Open
Description
Is your feature request related to a problem? Please describe.
Performing an intersect operation adds a Distinct
operation to the query plan, however in situations where Distinct has already been applied to the values undergoing the intersect operation, this adds a redundant Distinct
operation. For example, the query:
import pandas as pd
from dask_sql import Context
df = pd.DataFrame({"a":[1,2,2,3,3], "b":[2,3,3,4,4]})
c = Context()
c.create_table("df", df)
c.explain("SELECT DISTINCT a FROM df INTERSECT SELECT DISTINCT b FROM df")
results in the explain plan:
'LeftSemi Join: df.a = df.b
Distinct:
Distinct:
TableScan: df projection=[a, b]
Distinct:
TableScan: df projection=[a, b]'
where there are 3 Distinct
operations present.
Another example of this is in query 38 where the query:
select count(*) from (
select distinct c_last_name, c_first_name, d_date
from store_sales, date_dim, customer
where store_sales.ss_sold_date_sk = date_dim.d_date_sk
and store_sales.ss_customer_sk = customer.c_customer_sk
and d_month_seq between 1189 and 1189 + 11
intersect
select distinct c_last_name, c_first_name, d_date
from catalog_sales, date_dim, customer
where catalog_sales.cs_sold_date_sk = date_dim.d_date_sk
and catalog_sales.cs_bill_customer_sk = customer.c_customer_sk
and d_month_seq between 1189 and 1189 + 11
intersect
select distinct c_last_name, c_first_name, d_date
from web_sales, date_dim, customer
where web_sales.ws_sold_date_sk = date_dim.d_date_sk
and web_sales.ws_bill_customer_sk = customer.c_customer_sk
and d_month_seq between 1189 and 1189 + 11
) hot_cust
limit 100
leads to 5 distinct calls as seen in the explain plan:
Limit: skip=0, fetch=100
Projection: COUNT(UInt8(1))
Aggregate: groupBy=[[]], aggr=[[COUNT(UInt8(1))]]

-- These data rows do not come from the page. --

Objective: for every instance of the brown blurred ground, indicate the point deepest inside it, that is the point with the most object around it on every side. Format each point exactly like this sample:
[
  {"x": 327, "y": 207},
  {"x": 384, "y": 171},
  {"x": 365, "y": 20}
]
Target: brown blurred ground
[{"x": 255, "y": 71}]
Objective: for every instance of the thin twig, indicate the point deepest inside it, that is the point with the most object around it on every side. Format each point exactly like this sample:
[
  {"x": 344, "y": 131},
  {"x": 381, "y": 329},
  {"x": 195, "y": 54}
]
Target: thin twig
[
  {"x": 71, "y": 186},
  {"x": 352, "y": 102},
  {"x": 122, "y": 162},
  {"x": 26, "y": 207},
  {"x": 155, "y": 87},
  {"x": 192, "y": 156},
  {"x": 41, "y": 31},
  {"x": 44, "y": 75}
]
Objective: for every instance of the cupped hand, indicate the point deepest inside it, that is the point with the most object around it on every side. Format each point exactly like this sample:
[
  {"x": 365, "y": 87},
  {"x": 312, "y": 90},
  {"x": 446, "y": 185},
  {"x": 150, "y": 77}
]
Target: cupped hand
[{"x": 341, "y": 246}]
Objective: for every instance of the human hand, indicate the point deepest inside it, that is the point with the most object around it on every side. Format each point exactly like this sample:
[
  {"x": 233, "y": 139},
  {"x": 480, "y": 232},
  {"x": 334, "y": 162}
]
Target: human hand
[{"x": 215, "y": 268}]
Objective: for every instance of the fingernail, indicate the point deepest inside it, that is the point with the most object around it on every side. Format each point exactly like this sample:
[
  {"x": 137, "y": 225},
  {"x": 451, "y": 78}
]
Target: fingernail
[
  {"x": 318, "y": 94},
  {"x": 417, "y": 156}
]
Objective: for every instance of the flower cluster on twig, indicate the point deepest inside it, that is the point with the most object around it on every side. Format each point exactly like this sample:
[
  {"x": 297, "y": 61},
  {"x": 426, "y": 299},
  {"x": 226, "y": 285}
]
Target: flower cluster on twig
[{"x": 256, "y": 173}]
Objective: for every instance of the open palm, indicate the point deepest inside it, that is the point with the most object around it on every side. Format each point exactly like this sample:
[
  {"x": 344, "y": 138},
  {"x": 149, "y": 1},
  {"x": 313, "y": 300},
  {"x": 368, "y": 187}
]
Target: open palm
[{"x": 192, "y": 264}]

LeftSemi Join: customer.c_last_name = customer.c_last_name, customer.c_first_name = customer.c_first_name, date_dim.d_date = date_dim.d_date
Distinct:
LeftSemi Join: customer.c_last_name = customer.c_last_name, customer.c_first_name = customer.c_first_name, date_dim.d_date = date_dim.d_date
Distinct:
Distinct:
Projection: customer.c_last_name, customer.c_first_name, date_dim.d_date
Inner Join: store_sales.ss_customer_sk = customer.c_customer_sk
Inner Join: store_sales.ss_sold_date_sk = date_dim.d_date_sk
Filter: store_sales.ss_customer_sk IS NOT NULL AND store_sales.ss_sold_date_sk IS NOT NULL
TableScan: store_sales projection=[ss_sold_date_sk, ss_customer_sk], partial_filters=[store_sales.ss_customer_sk IS NOT NULL, store_sales.ss_sold_date_sk IS NOT NULL]
Filter: date_dim.d_date_sk IS NOT NULL AND date_dim.d_month_seq >= Int64(1189) AND date_dim.d_month_seq <= Int64(1200)
TableScan: date_dim projection=[d_date_sk, d_date, d_month_seq], partial_filters=[date_dim.d_date_sk IS NOT NULL]
Filter: customer.c_customer_sk IS NOT NULL
TableScan: customer projection=[c_customer_sk, c_first_name, c_last_name], partial_filters=[customer.c_customer_sk IS NOT NULL]
Distinct:
Projection: customer.c_last_name, customer.c_first_name, date_dim.d_date
Inner Join: catalog_sales.cs_bill_customer_sk = customer.c_customer_sk
Inner Join: catalog_sales.cs_sold_date_sk = date_dim.d_date_sk
Filter: catalog_sales.cs_bill_customer_sk IS NOT NULL AND catalog_sales.cs_sold_date_sk IS NOT NULL
TableScan: catalog_sales projection=[cs_sold_date_sk, cs_bill_customer_sk], partial_filters=[catalog_sales.cs_bill_customer_sk IS NOT NULL, catalog_sales.cs_sold_date_sk IS NOT NULL]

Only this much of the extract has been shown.